Sometimes Sadness Is All I Feel
- Christian
- Dec 21, 2025
- 2 min read
The weight of the grief around not being able to talk to L has been heavy.
This weekend has been heavy.
I’m having a hard time.
I know logically that there’s nothing wrong with feeling love. I know that love, in itself, isn’t a moral failure or a mistake. And still, I can’t help but feel wrong for feeling it. As if loving too deeply is some kind of flaw. As if my heart didn’t get the memo that this chapter is closed.

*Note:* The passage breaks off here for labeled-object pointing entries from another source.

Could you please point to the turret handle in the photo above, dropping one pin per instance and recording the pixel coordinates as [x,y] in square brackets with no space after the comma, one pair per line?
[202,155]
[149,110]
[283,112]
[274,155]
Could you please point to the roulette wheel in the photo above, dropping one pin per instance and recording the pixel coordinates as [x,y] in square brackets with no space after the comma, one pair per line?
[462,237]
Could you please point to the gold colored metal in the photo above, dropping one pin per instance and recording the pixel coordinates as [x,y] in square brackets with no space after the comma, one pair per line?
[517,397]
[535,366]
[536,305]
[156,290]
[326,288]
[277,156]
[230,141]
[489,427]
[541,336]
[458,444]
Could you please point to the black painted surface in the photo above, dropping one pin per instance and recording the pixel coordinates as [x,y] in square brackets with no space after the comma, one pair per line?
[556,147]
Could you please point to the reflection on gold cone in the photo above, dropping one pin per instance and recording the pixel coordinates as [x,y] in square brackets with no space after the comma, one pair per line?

There are moments where I don’t want to let the love go at all. Where it feels sacred. Like something I’m meant to carry. And then there are moments like now, where it hurts so badly that I wonder why I have to feel this at all. Why the cost of loving has to feel so punishing. Why life can feel so cruel in the way it asks us to move forward while dragging the weight of what mattered behind us.
It feels like drowning sometimes.
I keep asking myself if this pain exists because I refuse to let go of hope, hope for some future where words could be exchanged again, where connection could exist, where friendship could be held without harm. And then I turn that question inward and it sharpens: What does it say about me that I can’t accept reality? That I live with hopes of things that will never be?
I know that someone who could hold gratitude would be grateful for the time they got… and I am grateful, but I’m also sad.
Sad that I ruined everything.
Sad that I couldn’t do better.
Sad that the one person I felt the most connection with I can never say hello to again.